Eua Senf

Mein Problem mit dem „Haalandkult“

23.03.2022, 09:25 Uhr von:  Gastautor
Frontalbild Erling Haaland mit gehobener Hand

„Personenkult“ oder besser „Spielerkult“ gehört zum Fußball. Jeder Verein hat Legenden, die bis heute verehrt werden, die Großes geleistet oder sogar Großes gewonnen haben. Daneben gibt es Fanlieblinge, die in ihrer aktiven Zeit bereits besonders hofiert, bejubelt und verehrt werden. Seit einigen Monaten gehört Erling Haaland zu diesen Fanlieblingen. Zu unrecht.

Ich gebe zu: als Erling Haaland in Dortmund anfing Fußball zu spielen war ich, wie sicherlich alle Leser*innen, fasziniert und begeistert. Er spielt bereits auf Weltklasse-Niveau, schießt wichtige Tore, hat Ehrgeiz und wirkte auch neben dem Platz bodenständig und oft nicht so aalglatt wie viele seiner Kollegen.

Als die ersten Wechselgesänge mit „Erling! Haaland!“ anfingen war auch ich begeisterter Teilnehmer. Oft kamen diese auf, wenn er mal wieder doppelt oder dreifach traf und uns zum Sieg führte. Auch das „Ööörling! Haaland!“ von Nobby brüllte ich freudig mit.

Haaland beim Spiel gegen die SpVgg Fürth

Dann ist aber etwas passiert, was nicht passieren darf. Er wurde Mittelpunkt des Vereins. Borussia Dortmund war nicht mehr als der aktuelle Arbeitgeber von Erling Haaland, dem zukünftig besten Stürmer der Welt. Auch wir Fans fielen in Teilen diesem Kult zum Opfer und sahen Spiele ohne Haaland bereits als so gut wie verloren an. Kinder mit „Haaland, can I have your Jersey?“ plakatieren die Seiten fast mehr als die Blockfahnen (generell ein Trend, der missfällt, aber ein Thema für einen eigenen Artikel).

Die Wechselgerüchte um Haaland kamen praktisch mit dem Wechsel über uns. Wir sind es gewohnt, dass wir Durchlauferhitzer für Supertalente sind, die den Höhepunkt ihrer Karriere woanders suchen, aber diese Nummer war größer. Lange wurden die Gerüchte gewohnt solide weggelächelt von Aki und Susi. Bis zu diesem einen Interview, in dem Haaland zeigt, dass er es nicht verdient hat Wechselgesänge zu bekommen (inzwischen ja schon beim Warmmachen!). Er unterstellte dem BVB ihm Druck zu machen bezüglich Klarheit zu einem möglichen Wechsel, er wolle doch nur Fußball spielen.

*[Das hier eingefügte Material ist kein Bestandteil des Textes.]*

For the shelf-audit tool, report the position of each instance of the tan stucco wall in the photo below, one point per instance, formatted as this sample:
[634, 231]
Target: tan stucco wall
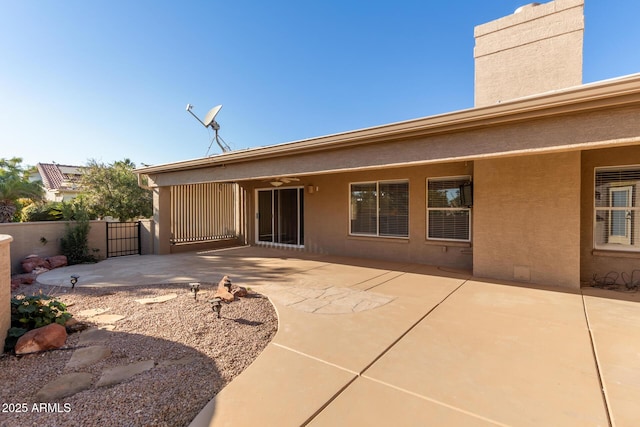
[527, 219]
[534, 51]
[27, 239]
[5, 287]
[27, 235]
[327, 217]
[602, 262]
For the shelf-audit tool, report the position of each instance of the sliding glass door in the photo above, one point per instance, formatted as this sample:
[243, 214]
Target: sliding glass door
[280, 216]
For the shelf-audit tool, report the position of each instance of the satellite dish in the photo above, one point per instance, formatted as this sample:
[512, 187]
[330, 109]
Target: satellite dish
[210, 118]
[210, 121]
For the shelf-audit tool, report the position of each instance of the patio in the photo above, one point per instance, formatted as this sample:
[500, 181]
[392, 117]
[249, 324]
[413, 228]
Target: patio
[366, 342]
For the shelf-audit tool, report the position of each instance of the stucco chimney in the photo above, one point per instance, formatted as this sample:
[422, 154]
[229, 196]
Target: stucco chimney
[536, 49]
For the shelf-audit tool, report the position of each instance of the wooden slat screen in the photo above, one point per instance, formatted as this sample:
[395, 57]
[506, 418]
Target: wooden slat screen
[204, 212]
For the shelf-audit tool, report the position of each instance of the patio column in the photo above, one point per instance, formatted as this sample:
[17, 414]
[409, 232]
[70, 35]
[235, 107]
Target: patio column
[162, 220]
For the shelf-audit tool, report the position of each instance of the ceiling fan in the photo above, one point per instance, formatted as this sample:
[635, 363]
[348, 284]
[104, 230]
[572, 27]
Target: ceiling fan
[281, 180]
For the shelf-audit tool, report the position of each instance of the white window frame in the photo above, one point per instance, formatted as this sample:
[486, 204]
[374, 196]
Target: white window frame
[615, 242]
[377, 233]
[466, 178]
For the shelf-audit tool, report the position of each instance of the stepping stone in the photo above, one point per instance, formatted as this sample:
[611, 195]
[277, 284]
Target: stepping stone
[187, 360]
[106, 318]
[155, 300]
[63, 386]
[92, 312]
[88, 356]
[122, 373]
[94, 335]
[310, 305]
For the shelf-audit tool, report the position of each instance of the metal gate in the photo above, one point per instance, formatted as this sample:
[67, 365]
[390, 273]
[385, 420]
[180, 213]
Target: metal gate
[123, 238]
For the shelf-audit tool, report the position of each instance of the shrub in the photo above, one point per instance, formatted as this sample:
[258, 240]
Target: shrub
[32, 312]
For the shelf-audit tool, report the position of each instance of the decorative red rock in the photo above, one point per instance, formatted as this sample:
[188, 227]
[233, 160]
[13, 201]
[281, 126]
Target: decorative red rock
[45, 338]
[32, 262]
[57, 261]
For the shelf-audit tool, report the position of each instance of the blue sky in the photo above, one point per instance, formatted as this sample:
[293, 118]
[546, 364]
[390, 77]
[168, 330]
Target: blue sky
[108, 80]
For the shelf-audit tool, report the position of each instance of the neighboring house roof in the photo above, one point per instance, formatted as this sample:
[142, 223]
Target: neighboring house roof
[60, 177]
[617, 92]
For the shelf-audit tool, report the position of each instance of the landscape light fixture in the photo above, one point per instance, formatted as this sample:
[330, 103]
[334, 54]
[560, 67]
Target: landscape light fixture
[195, 287]
[227, 284]
[216, 305]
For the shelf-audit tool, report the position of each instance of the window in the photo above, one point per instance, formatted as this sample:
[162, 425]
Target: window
[617, 208]
[447, 217]
[380, 208]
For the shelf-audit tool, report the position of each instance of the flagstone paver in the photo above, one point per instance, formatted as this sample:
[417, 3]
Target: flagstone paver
[94, 335]
[64, 385]
[83, 357]
[106, 318]
[92, 312]
[329, 300]
[121, 373]
[156, 300]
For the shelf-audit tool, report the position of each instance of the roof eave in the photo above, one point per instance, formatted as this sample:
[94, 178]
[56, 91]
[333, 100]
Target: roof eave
[608, 93]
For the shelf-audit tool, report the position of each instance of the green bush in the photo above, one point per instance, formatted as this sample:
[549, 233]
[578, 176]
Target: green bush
[32, 312]
[51, 211]
[75, 242]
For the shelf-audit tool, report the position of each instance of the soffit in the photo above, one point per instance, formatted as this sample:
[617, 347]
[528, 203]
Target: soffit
[614, 93]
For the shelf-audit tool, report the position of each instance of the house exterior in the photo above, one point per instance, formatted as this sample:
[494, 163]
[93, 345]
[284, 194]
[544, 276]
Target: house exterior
[61, 182]
[538, 183]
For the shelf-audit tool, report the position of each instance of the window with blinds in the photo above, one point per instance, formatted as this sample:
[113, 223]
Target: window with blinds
[617, 208]
[380, 208]
[447, 217]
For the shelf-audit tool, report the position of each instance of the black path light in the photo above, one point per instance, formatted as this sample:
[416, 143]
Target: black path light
[216, 305]
[195, 287]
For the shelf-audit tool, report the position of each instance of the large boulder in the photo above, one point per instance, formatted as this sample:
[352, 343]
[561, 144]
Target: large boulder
[46, 338]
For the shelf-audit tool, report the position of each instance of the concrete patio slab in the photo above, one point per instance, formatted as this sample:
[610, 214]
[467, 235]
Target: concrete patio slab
[483, 356]
[281, 388]
[447, 349]
[353, 341]
[615, 326]
[369, 403]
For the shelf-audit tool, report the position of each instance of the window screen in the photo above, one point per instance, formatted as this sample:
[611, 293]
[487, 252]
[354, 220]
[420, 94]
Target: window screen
[617, 208]
[447, 217]
[380, 208]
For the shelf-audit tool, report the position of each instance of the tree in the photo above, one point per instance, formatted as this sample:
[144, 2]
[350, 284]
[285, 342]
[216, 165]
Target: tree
[14, 186]
[113, 190]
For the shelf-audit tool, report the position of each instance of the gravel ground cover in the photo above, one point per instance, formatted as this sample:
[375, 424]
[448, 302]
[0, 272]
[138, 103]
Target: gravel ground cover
[195, 355]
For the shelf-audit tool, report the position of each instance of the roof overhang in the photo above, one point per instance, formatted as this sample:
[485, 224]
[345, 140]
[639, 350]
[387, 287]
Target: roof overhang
[612, 93]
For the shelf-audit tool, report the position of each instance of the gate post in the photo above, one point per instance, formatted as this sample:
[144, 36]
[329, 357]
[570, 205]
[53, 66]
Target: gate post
[107, 234]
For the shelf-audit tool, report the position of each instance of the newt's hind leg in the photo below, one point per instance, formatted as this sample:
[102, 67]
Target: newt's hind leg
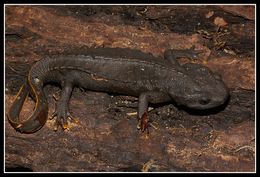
[61, 111]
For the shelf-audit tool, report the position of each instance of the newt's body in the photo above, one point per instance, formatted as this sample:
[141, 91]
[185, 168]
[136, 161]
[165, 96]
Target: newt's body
[123, 71]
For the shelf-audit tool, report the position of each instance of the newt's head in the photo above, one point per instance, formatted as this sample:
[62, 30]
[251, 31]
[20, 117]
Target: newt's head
[200, 88]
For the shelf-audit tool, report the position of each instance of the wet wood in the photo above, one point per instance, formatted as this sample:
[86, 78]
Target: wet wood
[106, 137]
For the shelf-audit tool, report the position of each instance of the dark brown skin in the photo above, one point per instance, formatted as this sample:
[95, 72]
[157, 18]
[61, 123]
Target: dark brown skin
[123, 71]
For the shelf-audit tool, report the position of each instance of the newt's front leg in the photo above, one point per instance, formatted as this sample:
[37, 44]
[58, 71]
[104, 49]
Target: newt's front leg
[61, 111]
[143, 119]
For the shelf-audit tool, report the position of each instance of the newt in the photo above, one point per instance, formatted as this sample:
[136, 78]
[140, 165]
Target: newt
[122, 71]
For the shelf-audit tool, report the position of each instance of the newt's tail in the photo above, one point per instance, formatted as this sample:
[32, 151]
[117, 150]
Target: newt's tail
[40, 114]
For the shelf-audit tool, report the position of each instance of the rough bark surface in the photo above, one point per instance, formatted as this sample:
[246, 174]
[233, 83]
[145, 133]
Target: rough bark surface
[106, 138]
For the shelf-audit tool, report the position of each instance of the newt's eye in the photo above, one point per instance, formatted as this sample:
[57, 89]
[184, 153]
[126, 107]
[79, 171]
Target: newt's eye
[204, 101]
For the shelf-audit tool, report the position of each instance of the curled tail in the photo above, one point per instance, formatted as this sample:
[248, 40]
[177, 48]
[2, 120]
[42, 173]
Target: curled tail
[40, 113]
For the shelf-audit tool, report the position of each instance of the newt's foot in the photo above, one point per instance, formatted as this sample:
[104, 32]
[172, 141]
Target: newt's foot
[143, 123]
[62, 115]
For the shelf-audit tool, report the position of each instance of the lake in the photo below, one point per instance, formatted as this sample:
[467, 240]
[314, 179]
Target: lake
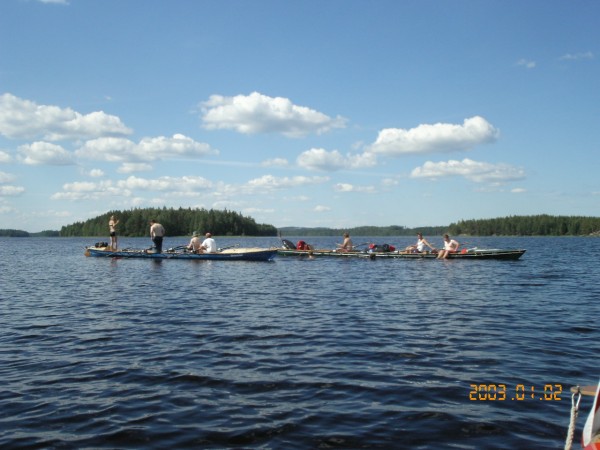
[295, 353]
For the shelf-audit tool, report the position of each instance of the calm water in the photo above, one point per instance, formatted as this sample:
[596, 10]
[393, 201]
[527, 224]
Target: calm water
[295, 353]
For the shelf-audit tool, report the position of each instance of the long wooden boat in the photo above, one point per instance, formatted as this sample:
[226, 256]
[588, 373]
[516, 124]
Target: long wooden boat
[471, 254]
[590, 436]
[231, 254]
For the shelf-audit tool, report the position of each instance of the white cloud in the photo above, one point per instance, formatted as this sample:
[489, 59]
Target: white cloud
[9, 191]
[172, 184]
[321, 159]
[577, 56]
[346, 187]
[439, 137]
[113, 149]
[25, 119]
[88, 190]
[134, 167]
[473, 170]
[96, 173]
[275, 162]
[6, 177]
[45, 153]
[258, 113]
[5, 157]
[526, 63]
[269, 182]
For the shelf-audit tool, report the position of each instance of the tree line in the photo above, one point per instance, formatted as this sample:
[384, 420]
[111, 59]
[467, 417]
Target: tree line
[21, 233]
[392, 230]
[177, 222]
[540, 225]
[182, 221]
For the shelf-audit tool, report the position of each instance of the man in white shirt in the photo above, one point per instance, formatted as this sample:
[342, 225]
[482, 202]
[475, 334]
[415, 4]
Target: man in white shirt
[209, 245]
[157, 232]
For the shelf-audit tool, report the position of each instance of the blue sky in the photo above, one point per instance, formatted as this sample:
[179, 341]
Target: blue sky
[313, 113]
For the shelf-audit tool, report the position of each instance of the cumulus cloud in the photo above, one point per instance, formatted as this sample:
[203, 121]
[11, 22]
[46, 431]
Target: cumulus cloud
[577, 56]
[321, 159]
[436, 138]
[473, 170]
[45, 153]
[88, 190]
[5, 157]
[24, 119]
[114, 149]
[258, 113]
[268, 183]
[172, 184]
[526, 63]
[346, 187]
[6, 177]
[275, 162]
[96, 173]
[11, 191]
[134, 167]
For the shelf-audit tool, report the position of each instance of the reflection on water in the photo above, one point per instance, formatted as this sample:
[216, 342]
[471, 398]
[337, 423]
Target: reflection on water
[292, 353]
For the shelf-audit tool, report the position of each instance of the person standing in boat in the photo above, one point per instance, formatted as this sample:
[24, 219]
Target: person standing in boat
[419, 247]
[346, 246]
[157, 232]
[112, 228]
[450, 246]
[195, 244]
[209, 245]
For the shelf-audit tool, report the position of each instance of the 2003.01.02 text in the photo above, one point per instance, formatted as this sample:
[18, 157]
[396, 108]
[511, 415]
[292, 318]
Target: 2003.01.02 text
[500, 392]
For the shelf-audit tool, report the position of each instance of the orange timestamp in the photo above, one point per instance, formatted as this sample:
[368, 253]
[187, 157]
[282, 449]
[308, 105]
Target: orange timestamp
[520, 392]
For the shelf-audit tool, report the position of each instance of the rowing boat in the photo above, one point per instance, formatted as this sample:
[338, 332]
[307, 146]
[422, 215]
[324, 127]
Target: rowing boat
[230, 254]
[470, 253]
[590, 436]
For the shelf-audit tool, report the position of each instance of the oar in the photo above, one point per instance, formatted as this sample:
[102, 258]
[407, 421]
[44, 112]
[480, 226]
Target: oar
[179, 247]
[226, 248]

Mit diesem Interview wandelte sich mein Blick und ich erkannte alle Faktoren, die ich oben beschrieben habe: Haaland war zu einer One-Man-Show unseres Vereins geworden. Und ab dann wurde es nervig. Gerüchte hier, Gerüchte da. Haalands Vater reist ziemlich offensichtlich durch die Weltgeschichte, um den perfekten Nachfolgeverein zu finden. Und der BVB? Aki soll Haaland ein prächtiges Angebot gemacht haben, trotz der Coronamiese. Natürlich war er für den BVB nicht zu halten, aber man wollte es sicher probiert haben.

Haaland nach dem Spiel gegen den SC Freiburg

Ich finde den Fokus des Vereins auf Haaland befremdlich und er zeugt von Fehlentwicklungen, die unseren Verein betreffen. Für einen Spieler werden Grundsätze über Bord geworfen, in diesem Fall der Verzicht auf Gehälter auf Niveau englischer Vereine.

Und wir Fans? Wir haben auch unsere Schuld daran. Wir haben praktisch Haalands Sänfte getragen, statt Spielern wie Marco Reus, der völlig zu Unrecht, viel zu oft scharf von den eigenen Fans kritisiert wird, diese Würdigung zu geben. Reus wäre ein Kandidat für einen Wechselgesang oder ein „Fußballgott“ bei Ausrufung seines Namens. Jude Bellingham arbeitet auch durch seine sympathische Art an seinem Fanlieblingdasein, steht aber medial nicht so im Fokus.

Ich bin genervt von der Haaland-Sache und tatsächlich froh, wenn Haaland den Verein verlässt. Sportlich ein Verlust, der nie und nimmer von einem neuen Spieler zu kompensieren ist. Aber von einem guten Team vielleicht?